I run a script that rotates my /tmp/ each day, so I can access yesterday's tmp files at /tmp/20250828/ and so on.

My /tmp is my default folder for downloads and temporary work. It will grow 100GB+ easily.

discuss

order

cycomanic|6 months ago

Sure, but note that your usecase goes specifically against fhs and posix specs:

>Programs must not assume that any files or directories in /tmp are preserved between invocations of the program.

>Although data stored in /tmp may be deleted in a site-specific manner, it is recommended that files and directories located in /tmp be deleted whenever the system is booted.

https://refspecs.linuxfoundation.org/FHS_3.0/fhs/ch03s18.htm...
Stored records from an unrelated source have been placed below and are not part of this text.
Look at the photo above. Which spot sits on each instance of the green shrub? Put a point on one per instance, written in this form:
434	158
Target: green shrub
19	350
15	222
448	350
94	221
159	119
Now you can obviously use your Filesystem whichever way you like, but I would say Debian shouldn't have to take into consideration uses which are outside the general recommendations/specs.

1718627440|6 months ago

Programs shouldn't assume that about /tmp, the user advising this is fine.

Mashimo|6 months ago

For a long time my default download folder was /dev/shm. It is / was? the memory tmpfs and everything would just be gone after a reboot. Now I can just use /tmp

Even used something similar on my windows pc, had a B:/ disk 1GB in size that was my download folder. Automated cleanup made easy.

KronisLV|6 months ago

This reminded me of the spacebar heating xkcd: https://xkcd.com/1172/

(not making fun of the workflow or anything, it's just that changes like tmpfs breaking stuff very much holds true)

bmacho|6 months ago

And even your use case will benefit from any change, since you'll just move to /tmp2 instead of /tmp, which will actually behave you want it to.

So 99.9% of the users + you benefit from the change. I'm sure there are people that really rely on unconventional usages, but they are silent atm.

perlgeek|6 months ago

Your use case sounds more like "scratch" folder, not really what /tmp is meant for.